McLaughlin explains the significance of the book’s “discovery” in a burial tipi, pointing out that this suggests the work was both associated with the traditional burial rites of a Lakota warrior society and (having been discovered with a bag of intercepted U.S. mail) with the Native community’s growing awareness of the importance of literacy in their battles with the colonizers. Finally, she discusses the way that narrative worked against the conventions of the rectilinear ledger format,

with Native artists often telling stories from right to left, employing the book’s gutter as a “groundline” (a traditional artistic practice in Plains pictorial art), and freely mingling different people’s stories of significant personal and “national” events into a material object that had been captured in battle and overwritten with their exploits in order to dramatize their power over their American enemies.

Archives across America no doubt contain more  such War Books, and their provenance is probably similar to the one drawn by Little Fingernail, and this Cheyenne ledger described in an entry in the Colorado Historical Society’s online catalog:

Collection consists of a sketchbook captured by an American soldier during the 1869 Battle of Summit Springs. On July 11, 1869, troops of the 5th United States Regiment of Cavalry and approximately 50 members of a Pawnee scout battalion attacked the camp of the Cheyenne chief Tall Bull near present-day Sterling, Colorado. During the battle a group of Cheyenne warriors broke away from the main camp and sheltered in a nearby ravine; armed only with bows and arrows, they managed to hold off the Pawnee scouts for hours before eventually dying in battle. It is believed that the sketchbook was found among the bodies of the Cheyenne warriors in the ravine.

Even Sitting Bull made one. Currently housed in the National Anthropological archives, the war book was drawn on the leaves of an Army ledger book by Sitting Bull “while he was held prisoner at Fort Randall, Dakota Territory in 1882. They were acquired at that time by Lt. Wallace Tear together with explanations from Sitting Bull of each image. Tear sent them to Gen. John C. Smith, and they were donated to the BAE by the general’s son Robert A. Smith in 1923.” Lt. Tear wrote an explanatory letter to Gen. Smith, describing the book’s original production: “I furnished the book which contains the paintings and from time to time saw him at work on them. These notes were taken down by me after the paintings were completed in Sitting Bull’s tipi in the same outlines as given by himself (by an interpreter of course) Bull having the picture before him while giving a description.”

Like the Lakota war book, this ledger has been edited by others, and opens with a series of newspaper clippings describing Sitting Bull’s death. These are pasted into the flyleaves of the army ledger.

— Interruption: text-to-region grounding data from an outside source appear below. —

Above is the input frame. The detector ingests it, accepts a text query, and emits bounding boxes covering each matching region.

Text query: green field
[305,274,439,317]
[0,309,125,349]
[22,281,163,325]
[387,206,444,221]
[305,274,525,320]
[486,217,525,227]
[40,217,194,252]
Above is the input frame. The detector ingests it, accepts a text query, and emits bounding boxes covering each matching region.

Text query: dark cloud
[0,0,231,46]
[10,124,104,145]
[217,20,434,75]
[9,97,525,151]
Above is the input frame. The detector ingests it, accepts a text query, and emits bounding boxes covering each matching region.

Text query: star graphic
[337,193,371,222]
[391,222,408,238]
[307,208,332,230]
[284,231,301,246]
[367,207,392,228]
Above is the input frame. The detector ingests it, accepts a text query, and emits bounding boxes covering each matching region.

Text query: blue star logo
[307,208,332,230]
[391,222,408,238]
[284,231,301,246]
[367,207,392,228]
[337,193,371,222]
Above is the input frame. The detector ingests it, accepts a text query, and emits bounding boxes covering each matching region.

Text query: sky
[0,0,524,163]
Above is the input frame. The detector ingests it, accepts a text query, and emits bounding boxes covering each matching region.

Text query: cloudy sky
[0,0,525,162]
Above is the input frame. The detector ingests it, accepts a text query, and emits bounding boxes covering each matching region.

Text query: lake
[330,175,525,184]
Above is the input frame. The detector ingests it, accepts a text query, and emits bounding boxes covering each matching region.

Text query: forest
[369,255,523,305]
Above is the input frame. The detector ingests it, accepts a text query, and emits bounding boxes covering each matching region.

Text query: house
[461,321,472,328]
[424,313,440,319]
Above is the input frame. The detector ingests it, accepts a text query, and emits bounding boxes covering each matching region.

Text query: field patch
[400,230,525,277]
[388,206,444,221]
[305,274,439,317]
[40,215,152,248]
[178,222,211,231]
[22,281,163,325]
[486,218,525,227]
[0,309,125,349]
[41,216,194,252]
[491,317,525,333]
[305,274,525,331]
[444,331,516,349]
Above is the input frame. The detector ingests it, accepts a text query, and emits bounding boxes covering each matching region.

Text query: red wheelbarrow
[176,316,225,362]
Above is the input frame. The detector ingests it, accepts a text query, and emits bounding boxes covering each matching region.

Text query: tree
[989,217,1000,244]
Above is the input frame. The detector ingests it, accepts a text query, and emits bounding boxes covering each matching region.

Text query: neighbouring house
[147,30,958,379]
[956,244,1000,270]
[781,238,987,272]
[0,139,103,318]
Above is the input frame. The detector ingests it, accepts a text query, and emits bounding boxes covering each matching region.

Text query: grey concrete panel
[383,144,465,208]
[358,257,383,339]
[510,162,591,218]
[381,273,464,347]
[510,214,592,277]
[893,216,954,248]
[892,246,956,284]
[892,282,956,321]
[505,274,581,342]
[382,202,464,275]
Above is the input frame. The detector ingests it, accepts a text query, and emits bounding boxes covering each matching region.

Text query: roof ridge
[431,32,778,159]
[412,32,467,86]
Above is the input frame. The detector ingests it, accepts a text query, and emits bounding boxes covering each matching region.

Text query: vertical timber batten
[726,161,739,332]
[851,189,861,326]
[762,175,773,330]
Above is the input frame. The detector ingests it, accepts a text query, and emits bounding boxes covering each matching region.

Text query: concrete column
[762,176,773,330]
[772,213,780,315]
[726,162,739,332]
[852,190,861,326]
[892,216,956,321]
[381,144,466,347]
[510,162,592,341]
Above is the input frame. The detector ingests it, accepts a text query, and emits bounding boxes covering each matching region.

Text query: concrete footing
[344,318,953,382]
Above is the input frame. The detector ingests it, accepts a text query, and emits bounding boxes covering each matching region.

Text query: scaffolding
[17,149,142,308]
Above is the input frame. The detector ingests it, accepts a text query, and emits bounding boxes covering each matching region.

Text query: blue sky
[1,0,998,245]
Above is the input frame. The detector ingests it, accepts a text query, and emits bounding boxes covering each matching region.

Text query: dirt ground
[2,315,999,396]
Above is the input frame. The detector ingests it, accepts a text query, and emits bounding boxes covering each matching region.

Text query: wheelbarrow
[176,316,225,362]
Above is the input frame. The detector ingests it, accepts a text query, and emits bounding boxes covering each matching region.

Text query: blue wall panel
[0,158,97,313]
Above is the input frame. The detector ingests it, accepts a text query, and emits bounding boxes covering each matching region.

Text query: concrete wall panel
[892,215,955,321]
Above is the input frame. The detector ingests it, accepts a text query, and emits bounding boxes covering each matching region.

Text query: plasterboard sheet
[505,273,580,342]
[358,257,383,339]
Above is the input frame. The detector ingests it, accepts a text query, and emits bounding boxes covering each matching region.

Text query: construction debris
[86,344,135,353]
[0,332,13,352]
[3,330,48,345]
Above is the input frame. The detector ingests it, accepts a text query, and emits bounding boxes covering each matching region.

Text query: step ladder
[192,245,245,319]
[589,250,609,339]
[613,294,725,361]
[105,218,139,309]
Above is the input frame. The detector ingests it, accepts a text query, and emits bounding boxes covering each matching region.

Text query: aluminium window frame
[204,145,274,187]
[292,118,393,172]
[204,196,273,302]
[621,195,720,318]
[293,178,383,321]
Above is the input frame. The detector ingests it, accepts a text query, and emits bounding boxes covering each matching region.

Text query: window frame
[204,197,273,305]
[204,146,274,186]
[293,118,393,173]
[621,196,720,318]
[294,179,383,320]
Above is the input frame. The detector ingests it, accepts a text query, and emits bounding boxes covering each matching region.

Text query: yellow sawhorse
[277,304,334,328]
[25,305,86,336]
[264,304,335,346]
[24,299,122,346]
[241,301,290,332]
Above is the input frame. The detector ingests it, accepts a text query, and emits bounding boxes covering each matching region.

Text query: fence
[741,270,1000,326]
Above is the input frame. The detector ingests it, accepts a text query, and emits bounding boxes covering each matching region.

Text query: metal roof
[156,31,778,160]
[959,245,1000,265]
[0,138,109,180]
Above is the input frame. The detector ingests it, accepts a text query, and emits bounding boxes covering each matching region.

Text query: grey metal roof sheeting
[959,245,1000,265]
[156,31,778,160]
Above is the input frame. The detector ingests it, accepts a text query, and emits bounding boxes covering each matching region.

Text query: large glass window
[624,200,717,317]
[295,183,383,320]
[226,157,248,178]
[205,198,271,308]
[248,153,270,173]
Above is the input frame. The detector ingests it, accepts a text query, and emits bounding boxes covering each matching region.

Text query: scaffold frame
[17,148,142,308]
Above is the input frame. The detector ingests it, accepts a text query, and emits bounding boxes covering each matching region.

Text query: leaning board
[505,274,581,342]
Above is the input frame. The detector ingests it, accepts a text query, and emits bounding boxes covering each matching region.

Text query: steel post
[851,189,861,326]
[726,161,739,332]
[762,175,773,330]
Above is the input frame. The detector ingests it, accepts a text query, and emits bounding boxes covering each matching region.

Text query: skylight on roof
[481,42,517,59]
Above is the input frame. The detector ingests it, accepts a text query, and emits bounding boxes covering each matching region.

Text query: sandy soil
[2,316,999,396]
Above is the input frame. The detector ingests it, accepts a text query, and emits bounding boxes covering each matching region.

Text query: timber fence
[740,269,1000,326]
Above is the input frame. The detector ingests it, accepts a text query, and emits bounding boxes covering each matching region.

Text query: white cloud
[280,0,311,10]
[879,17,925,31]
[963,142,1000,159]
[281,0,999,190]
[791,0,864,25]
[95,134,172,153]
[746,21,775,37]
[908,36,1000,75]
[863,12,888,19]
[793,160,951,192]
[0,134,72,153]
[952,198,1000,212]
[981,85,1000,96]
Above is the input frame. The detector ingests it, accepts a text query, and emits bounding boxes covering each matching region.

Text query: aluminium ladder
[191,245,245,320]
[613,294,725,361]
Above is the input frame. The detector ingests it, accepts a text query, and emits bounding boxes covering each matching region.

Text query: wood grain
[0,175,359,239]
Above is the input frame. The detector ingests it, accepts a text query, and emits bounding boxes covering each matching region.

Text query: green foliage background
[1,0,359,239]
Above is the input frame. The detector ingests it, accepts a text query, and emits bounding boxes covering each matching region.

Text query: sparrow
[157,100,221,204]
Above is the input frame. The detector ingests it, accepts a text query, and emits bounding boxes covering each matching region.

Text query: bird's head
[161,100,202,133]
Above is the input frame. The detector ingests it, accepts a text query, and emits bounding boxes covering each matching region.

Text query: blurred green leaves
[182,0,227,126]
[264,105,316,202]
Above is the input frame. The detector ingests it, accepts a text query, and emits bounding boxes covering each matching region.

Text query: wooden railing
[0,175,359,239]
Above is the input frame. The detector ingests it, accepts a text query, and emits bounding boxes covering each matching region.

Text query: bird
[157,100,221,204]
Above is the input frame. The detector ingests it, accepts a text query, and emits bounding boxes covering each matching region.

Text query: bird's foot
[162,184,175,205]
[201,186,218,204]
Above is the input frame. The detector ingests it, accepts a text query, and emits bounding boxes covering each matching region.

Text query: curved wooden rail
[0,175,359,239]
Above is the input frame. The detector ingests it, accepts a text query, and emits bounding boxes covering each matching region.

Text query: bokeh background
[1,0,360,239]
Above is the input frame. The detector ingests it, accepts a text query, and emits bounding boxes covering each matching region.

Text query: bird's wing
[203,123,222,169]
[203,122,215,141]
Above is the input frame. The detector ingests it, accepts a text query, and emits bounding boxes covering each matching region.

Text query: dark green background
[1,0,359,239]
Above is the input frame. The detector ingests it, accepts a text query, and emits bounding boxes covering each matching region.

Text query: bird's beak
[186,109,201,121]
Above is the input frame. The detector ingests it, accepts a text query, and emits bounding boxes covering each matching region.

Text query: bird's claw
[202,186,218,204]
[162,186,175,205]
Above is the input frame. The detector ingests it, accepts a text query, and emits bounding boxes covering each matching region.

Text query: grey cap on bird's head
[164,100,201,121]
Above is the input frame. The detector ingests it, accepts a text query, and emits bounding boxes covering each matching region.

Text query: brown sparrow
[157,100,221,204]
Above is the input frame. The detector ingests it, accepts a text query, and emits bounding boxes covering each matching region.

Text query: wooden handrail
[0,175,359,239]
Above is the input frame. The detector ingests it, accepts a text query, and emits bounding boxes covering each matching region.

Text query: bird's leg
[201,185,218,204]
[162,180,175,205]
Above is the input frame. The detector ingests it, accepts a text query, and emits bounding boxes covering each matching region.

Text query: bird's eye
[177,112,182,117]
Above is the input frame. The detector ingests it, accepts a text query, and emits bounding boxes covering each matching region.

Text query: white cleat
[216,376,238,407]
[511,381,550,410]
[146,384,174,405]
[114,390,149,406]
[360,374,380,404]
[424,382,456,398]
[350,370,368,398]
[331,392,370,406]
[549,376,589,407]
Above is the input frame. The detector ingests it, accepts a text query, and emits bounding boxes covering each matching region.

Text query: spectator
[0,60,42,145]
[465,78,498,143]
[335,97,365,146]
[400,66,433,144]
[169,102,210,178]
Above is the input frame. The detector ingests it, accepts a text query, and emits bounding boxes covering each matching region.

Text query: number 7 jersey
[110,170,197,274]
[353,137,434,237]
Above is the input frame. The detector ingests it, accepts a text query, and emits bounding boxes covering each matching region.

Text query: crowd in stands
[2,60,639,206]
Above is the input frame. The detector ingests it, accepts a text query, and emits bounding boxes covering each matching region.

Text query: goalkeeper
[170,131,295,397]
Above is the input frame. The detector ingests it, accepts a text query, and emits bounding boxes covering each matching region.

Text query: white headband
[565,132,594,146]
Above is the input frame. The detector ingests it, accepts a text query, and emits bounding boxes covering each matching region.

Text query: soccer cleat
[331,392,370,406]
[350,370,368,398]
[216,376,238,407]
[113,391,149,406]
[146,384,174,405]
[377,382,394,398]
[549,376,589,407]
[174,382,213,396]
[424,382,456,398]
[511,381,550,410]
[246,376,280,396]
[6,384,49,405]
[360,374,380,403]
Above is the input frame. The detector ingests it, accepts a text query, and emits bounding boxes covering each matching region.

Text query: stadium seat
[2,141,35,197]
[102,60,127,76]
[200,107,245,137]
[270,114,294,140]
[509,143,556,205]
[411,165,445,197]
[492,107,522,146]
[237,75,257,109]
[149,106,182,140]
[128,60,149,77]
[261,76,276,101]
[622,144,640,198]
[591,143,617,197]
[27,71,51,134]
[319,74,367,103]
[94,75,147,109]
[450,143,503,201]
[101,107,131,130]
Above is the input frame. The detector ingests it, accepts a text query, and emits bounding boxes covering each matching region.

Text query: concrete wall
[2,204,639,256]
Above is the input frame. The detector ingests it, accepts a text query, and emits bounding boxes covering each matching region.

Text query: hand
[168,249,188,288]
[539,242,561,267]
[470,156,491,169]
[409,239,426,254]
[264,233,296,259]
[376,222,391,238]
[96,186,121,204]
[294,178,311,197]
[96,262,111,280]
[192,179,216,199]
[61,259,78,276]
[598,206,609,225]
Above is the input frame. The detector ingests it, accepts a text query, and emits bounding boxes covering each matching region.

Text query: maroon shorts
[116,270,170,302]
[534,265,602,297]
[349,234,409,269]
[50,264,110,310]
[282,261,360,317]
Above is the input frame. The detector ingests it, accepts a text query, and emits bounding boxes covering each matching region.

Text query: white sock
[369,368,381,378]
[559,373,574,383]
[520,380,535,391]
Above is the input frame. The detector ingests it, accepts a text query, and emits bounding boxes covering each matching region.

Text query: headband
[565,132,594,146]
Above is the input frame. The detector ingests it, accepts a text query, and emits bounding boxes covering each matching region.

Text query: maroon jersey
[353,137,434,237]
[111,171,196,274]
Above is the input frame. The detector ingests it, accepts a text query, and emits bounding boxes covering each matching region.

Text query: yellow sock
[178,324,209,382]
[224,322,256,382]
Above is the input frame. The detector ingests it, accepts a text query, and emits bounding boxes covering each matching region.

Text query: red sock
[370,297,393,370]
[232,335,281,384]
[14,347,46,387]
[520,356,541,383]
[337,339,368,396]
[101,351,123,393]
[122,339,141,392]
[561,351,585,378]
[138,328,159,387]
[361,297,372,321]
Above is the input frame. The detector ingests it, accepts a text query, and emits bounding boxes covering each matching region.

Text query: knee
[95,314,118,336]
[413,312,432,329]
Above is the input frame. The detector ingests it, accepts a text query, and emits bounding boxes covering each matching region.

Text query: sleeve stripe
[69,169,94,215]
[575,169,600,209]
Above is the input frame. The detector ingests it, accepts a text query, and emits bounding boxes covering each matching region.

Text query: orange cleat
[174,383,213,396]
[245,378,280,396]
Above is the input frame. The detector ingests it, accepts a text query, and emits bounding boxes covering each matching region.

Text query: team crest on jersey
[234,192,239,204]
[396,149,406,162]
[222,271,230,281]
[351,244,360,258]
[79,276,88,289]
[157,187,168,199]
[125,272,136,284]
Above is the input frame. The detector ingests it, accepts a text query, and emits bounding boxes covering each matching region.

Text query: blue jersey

In the latter pages of the book, Gen. Smith pasted Lt. Tear’s letter and the curators of the Bureau of Ethnology have appended to it a letter granting them its use.

Because its author was so “notorious” in the popular press, Sitting Bull’s war book soon made it into the pages of the New York Herald in a special triple-sheet edition. sitting bull headline

Calling him “the Napoleon of the Sioux,” the Herald reported “that nothing can be more interesting than the account this savage warrior has given of himself . . . when everybody is anxious to know anything about him.” The reporter then makes a bold claim for his paper’s scoop: “[This is] the only extant autobiography of an American Indian ever prepared.” The date was July 16, 1876, just a few days after word of the Little Bighorn battle had reached eastern readers. Castle McLaughlin argues that this reporting, and other articles like it, represent the way “print capitalism gave Sitting Bull’s enemies a power far greater than than of the Plains warriors assembled at Little Bighorn” (12). I agree it did—at least for a time.

sb detailAll these years later, their stories repatriated to a more nuanced history of the Plains Wars and re-edited to give voice to those warriors who carried such books into battle, the war books of the 1870s may now give some power back to the communities for whom those men fought and died in the cause of sovereignty.